You are viewing a plain text version of this content. The canonical link for it is here.

Posted to mapreduce-user@hadoop.apache.org by Panayotis Antonopoulos <an...@hotmail.com> on 2011/05/30 17:32:43 UTC

MultipleOutputs Files remain in temporary folder

Hello,
I just noticed that the files that are created using MultipleOutputs remain in the temporary folder into attempt sub-folders when there is no normal output  (using context.write(...)).

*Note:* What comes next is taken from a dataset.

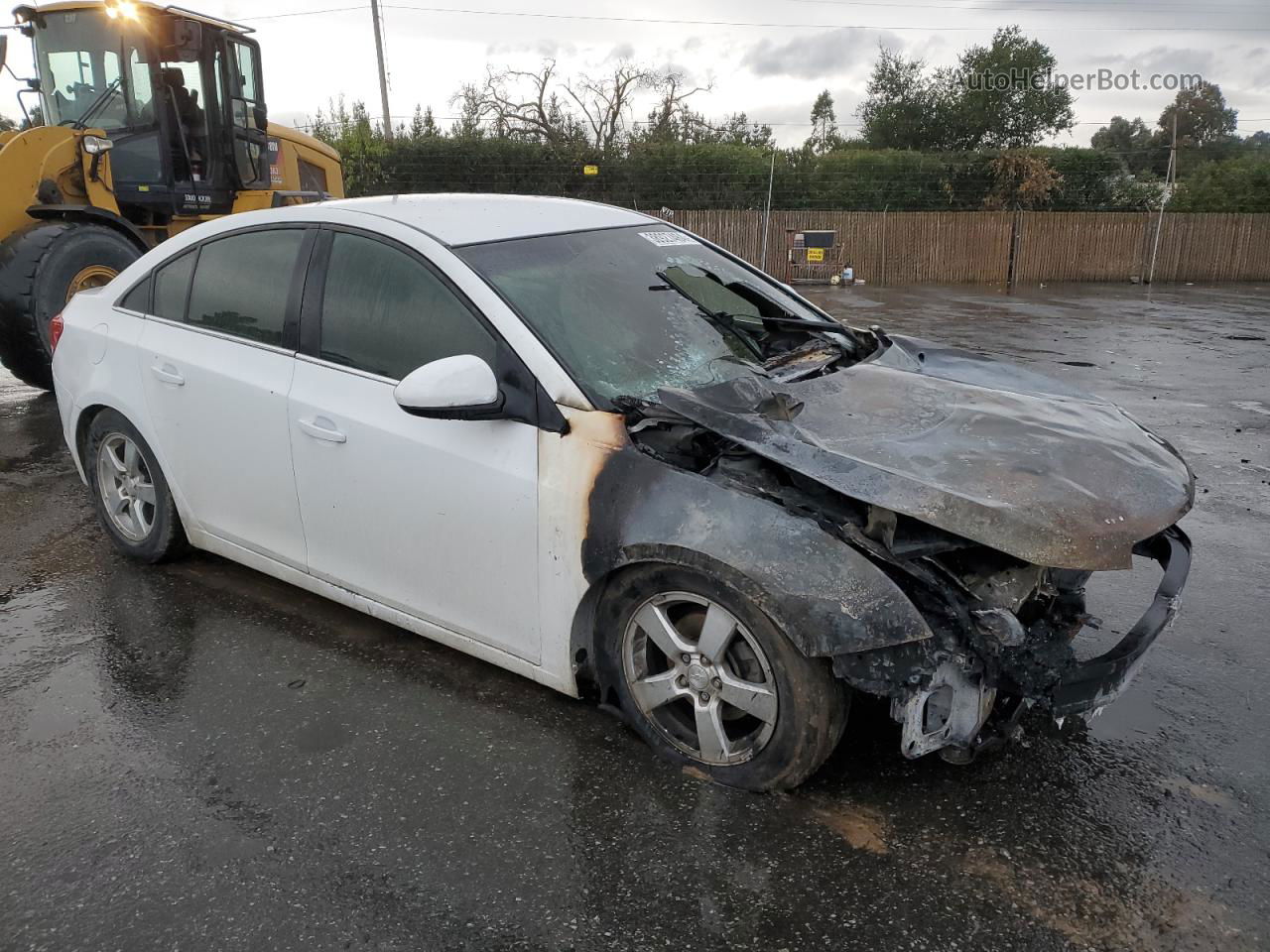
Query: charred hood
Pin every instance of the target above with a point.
(969, 444)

Has anyone else noticed that?
Is there any way to change that and make the files appear in the output directory?

Thank you in advance!
Panagiotis.

Re: MultipleOutputs Files remain in temporary folder

Posted by Harsh J <ha...@cloudera.com>.

Panayotis,

I've not seen this happen yet. I've regularly used MO to write my
files and both TextFileO/F and NullO/F have worked fine despite me not
writing a byte to their collectors. In fact, the test case for MO too
passes when I modify it to never emit to the default output sink.

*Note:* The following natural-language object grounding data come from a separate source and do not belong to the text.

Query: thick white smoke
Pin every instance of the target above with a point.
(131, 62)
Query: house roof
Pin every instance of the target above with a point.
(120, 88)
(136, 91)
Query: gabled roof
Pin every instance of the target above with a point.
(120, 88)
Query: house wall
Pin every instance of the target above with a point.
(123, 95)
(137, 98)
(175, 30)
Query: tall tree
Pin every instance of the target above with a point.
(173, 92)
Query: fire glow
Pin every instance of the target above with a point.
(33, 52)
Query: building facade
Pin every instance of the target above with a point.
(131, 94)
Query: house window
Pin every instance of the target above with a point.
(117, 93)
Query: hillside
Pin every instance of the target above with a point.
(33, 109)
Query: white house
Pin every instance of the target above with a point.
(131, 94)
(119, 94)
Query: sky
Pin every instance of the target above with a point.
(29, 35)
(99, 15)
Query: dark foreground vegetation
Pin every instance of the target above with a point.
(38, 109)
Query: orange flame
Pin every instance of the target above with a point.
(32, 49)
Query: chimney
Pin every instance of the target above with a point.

Are you using the default OutputCommitter (FileOutputCommitter)?

2011/5/30 Panayotis Antonopoulos <an...@hotmail.com>:
> Hello,
> I just noticed that the files that are created using MultipleOutputs remain
> in the temporary folder into attempt sub-folders when there is no normal
> output  (using context.write(...)).
>
> Has anyone else noticed that?
> Is there any way to change that and make the files appear in the output
> directory?
>
> Thank you in advance!
> Panagiotis.
>



-- 
Harsh J

Re: MultipleOutputs Files remain in temporary folder

Posted by Marcos Ortiz <ml...@uci.cu>.

On 05/30/2011 11:02 AM, Panayotis Antonopoulos wrote:
> Hello,
> I just noticed that the files that are created using MultipleOutputs 
> remain in the temporary folder into attempt sub-folders when there is 
> no normal output  (using context.write(...)).
>
> Has anyone else noticed that?
> Is there any way to change that and make the files appear in the 
> output directory?
>
> Thank you in advance!
> Panagiotis.

        |mapred.local.dir|

This lets the MapReduce servers know where to store intermediate files. 
This may be a comma-separated list of directories to spread the load. 
Make sure there’s enough space here for all your intermediate files. We 
share the same disks for MapReduce and HDFS.

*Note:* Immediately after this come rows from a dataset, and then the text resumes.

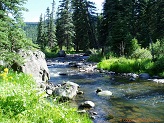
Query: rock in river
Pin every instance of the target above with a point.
(87, 104)
(34, 64)
(67, 90)
(104, 93)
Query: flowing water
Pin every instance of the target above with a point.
(137, 101)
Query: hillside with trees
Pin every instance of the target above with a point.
(131, 29)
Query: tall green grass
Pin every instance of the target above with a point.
(22, 102)
(123, 65)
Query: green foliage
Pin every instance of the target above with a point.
(47, 30)
(65, 27)
(30, 29)
(12, 36)
(123, 65)
(84, 22)
(95, 56)
(50, 53)
(22, 102)
(141, 53)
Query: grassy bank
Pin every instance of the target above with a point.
(21, 102)
(123, 65)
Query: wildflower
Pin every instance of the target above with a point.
(6, 70)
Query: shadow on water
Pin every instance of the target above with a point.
(138, 101)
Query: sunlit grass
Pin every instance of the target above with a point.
(21, 102)
(123, 65)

        |mapred.system.dir|

This is a folder in the|defaultFS|where MapReduce stores some control 
files. In our case that would be a directory in HDFS. If you 
have|dfs.permissions|(which it is by default) enabled make sure that 
this directory exists and is owned by mapred:hadoop.

        |mapred.temp.dir|

This is a folder to store temporary files in. It is hardly -- if at all 
used. If I understand the description correctly this is supposed to be 
in HDFS but I’m not entirely sure by reading the source code. So we set 
this to a directory that exists on the local filesystem as well as in HDFS.

-- 
Marcos Luis Ortiz Valmaseda
  Software Engineer (Distributed Systems)
  http://uncubanitolinuxero.blogspot.com